This is the second part of a two-part blog, please read part one first.
AI-Enhanced Big Data Search Will Greatly Simplify Information Governance
Information Governance is, or should be, all about finding the information you need, when you need it, and doing so in a cheap and efficient manner. Information needs are determined by both law and personal preferences, including business operation needs. In order to find information, you must first have it. Not only that, you must keep it until you need it. To do that, you need to preserve the information. If you have already destroyed information, really destroyed it I mean, not just deleted it, then obviously you will not be able to find it. You cannot find what does not exist, as all Unicorn chasers eventually find out.
This creates a basic problem for Information Governance because the whole system is based on a notion that the best way to find valuable information is to destroy worthless information. Much of Information Governance is devoted to trying to determine what information is a valuable needle, and what is worthless chaff. This is because everyone knows that the more information you have, the harder it is for you to find the information you need. The idea is that too much information will cut you off. These maxims were true in the pre-AI-Enhanced Search days, but are, IMO, no longer true today, or, at least, will not be true in the next five to ten years, maybe sooner.
In order to meet the basic goal of finding information, Information Governance focuses its efforts on the proper classification of information. Again, the idea was to make it simpler to find information by preserving some of it, the information you might need to access, and destroying the rest. That is where records classification comes in.
The question of what information you need has a time element to it. The time requirements are again based on personal and business operations needs, and on thousand of federal, state and local laws. Information governance thus became a very complicated legal analysis problem. There are literally thousands of laws requiring certain types of information to be preserved for various lengths of time. Of course, you could comply with most of these laws by simply saving everything forever, but, in the past, that was not a realistic solution. There were severe limits on the ability to save information, and the ability to find it.
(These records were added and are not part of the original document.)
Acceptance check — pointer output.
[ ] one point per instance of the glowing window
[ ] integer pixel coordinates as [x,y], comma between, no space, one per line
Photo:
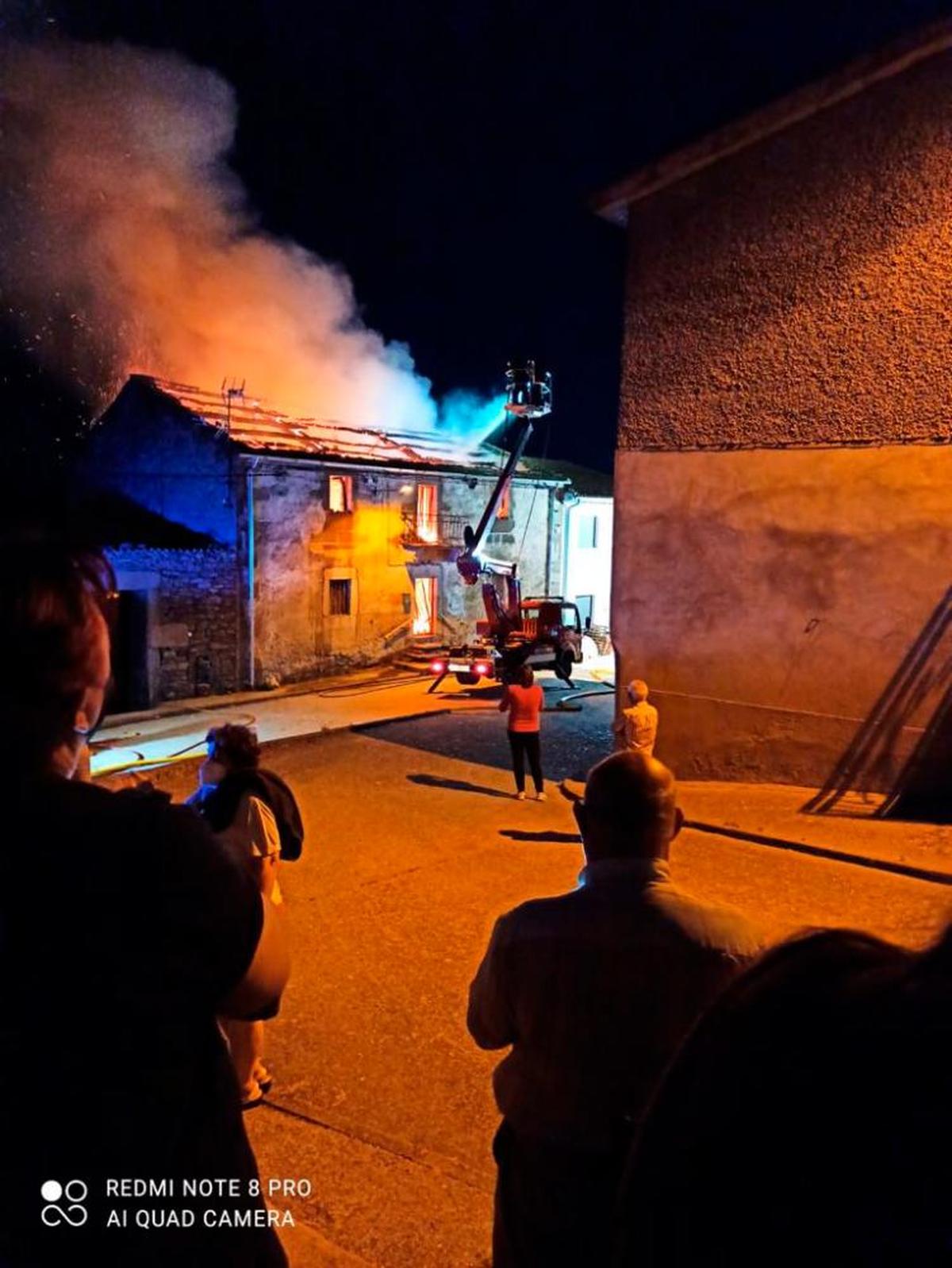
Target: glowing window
[424,605]
[340,494]
[339,597]
[505,510]
[428,513]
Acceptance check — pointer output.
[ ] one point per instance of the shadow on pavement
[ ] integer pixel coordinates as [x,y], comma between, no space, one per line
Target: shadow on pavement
[545,835]
[435,782]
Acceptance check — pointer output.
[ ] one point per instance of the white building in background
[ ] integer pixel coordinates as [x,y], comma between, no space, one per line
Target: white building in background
[587,558]
[586,539]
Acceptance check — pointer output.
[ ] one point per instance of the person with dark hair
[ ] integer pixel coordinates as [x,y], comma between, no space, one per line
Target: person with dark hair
[141,932]
[242,804]
[808,1117]
[523,700]
[593,989]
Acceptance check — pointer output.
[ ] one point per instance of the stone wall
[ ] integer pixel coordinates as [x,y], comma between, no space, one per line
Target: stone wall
[194,618]
[301,548]
[797,292]
[790,305]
Also, it was presumed that the older information was, the less value it had. Almost all information was thus treated like news.
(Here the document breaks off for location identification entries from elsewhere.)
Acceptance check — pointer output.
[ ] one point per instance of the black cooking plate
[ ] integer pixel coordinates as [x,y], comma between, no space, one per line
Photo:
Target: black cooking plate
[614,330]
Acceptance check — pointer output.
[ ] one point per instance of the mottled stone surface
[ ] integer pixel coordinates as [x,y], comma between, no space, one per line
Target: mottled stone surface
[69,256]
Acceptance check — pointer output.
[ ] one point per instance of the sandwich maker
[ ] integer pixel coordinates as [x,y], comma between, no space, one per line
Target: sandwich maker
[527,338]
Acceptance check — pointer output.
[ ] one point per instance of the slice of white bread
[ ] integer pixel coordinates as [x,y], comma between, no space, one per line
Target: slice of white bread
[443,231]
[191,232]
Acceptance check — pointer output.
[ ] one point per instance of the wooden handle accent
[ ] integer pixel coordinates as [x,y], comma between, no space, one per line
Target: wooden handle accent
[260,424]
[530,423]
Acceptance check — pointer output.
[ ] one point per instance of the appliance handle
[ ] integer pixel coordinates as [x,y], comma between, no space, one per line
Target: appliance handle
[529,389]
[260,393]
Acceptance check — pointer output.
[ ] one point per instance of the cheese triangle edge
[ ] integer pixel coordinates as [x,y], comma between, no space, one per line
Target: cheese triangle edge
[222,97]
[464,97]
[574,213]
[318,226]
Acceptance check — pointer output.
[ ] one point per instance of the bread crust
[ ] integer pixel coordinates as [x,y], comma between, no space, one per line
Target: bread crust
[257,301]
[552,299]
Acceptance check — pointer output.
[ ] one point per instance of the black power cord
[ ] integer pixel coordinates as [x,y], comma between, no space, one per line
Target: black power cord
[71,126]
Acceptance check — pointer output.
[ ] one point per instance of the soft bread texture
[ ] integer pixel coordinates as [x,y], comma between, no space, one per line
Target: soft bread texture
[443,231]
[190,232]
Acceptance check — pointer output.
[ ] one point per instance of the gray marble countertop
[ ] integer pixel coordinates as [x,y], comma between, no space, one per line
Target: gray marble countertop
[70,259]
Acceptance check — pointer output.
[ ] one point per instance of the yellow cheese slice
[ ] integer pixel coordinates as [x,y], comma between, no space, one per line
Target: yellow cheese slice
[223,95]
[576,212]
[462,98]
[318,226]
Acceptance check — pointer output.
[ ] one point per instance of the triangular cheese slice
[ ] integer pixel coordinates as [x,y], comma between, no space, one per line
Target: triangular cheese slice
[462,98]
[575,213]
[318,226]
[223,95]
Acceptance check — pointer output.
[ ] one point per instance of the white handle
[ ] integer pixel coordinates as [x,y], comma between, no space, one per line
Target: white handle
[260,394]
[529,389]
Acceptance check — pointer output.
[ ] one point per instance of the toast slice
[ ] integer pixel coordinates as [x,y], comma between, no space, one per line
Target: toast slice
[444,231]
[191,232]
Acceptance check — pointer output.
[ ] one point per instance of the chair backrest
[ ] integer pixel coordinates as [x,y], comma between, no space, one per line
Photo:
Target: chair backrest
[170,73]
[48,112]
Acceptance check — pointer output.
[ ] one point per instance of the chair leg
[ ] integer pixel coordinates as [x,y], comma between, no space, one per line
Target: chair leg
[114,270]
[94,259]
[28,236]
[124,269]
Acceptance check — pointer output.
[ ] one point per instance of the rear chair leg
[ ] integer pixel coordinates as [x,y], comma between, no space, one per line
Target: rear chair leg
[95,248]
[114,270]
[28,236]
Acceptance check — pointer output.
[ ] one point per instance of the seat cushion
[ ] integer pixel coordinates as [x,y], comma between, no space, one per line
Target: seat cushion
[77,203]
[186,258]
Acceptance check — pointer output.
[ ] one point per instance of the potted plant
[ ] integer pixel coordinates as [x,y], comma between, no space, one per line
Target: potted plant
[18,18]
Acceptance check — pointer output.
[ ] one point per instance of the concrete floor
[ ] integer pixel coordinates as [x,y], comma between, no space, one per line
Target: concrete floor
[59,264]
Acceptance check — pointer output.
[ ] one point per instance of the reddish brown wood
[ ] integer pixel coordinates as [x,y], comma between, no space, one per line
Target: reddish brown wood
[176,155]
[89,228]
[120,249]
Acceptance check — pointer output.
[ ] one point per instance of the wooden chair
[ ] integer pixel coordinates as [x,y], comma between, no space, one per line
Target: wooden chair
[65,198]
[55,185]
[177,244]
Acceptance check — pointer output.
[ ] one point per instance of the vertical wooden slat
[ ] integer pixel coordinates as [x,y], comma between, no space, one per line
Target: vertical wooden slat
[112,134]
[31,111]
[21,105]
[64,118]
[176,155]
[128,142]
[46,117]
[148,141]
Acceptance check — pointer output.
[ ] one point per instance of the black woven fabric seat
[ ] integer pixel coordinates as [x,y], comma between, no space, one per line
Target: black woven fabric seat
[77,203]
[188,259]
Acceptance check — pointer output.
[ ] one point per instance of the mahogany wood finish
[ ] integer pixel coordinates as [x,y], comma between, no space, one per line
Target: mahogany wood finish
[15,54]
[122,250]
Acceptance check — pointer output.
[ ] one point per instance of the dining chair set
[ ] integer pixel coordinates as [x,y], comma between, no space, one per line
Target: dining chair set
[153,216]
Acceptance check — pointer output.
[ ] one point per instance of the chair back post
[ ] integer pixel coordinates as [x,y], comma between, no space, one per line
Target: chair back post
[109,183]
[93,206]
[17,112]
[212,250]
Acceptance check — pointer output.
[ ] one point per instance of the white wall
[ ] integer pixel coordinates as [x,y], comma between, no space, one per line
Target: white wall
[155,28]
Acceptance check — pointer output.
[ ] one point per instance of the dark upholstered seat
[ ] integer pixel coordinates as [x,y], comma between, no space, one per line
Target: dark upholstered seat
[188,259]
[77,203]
These ideas were all firmly entrenched before the advent of Big Data and AI-enhanced data mining. In fact, in today’s world there is good reason for Google to save every search, ever done, forever. Some patterns and knowledge only emerge in time and history. New information is sometimes better information, but not necessarily so. In the world of Big Data all information has value, not just the latest.
This records life-cycle ideas all made perfect sense in the world of paper information. It cost a lot of money to save and store paper records. Everyone with a monthly Iron Mountain paper records storage bill knows that. Even after the computer age began, it still cost a fair amount of money to save and store ESI. The computers needed to buy and maintain digital storage used to be very expensive. Finding the ESI you needed quickly on a computer was still very difficult and unreliable. All we had at first was keyword search, and that was very ineffective.
Due to the costs of storage, and the limitations of search, tremendous efforts were made by record managers to try to figure out what information was important, or needed, either from a legal perspective, or a business necessity perspective, and to save that information, and only that information. The idea behind Information Management was to destroy the ESI you did not need or were not required by law to preserve. This destruction saved you money, and, it also made possible the whole point of Information Governance, to find the information you wanted, when you wanted it.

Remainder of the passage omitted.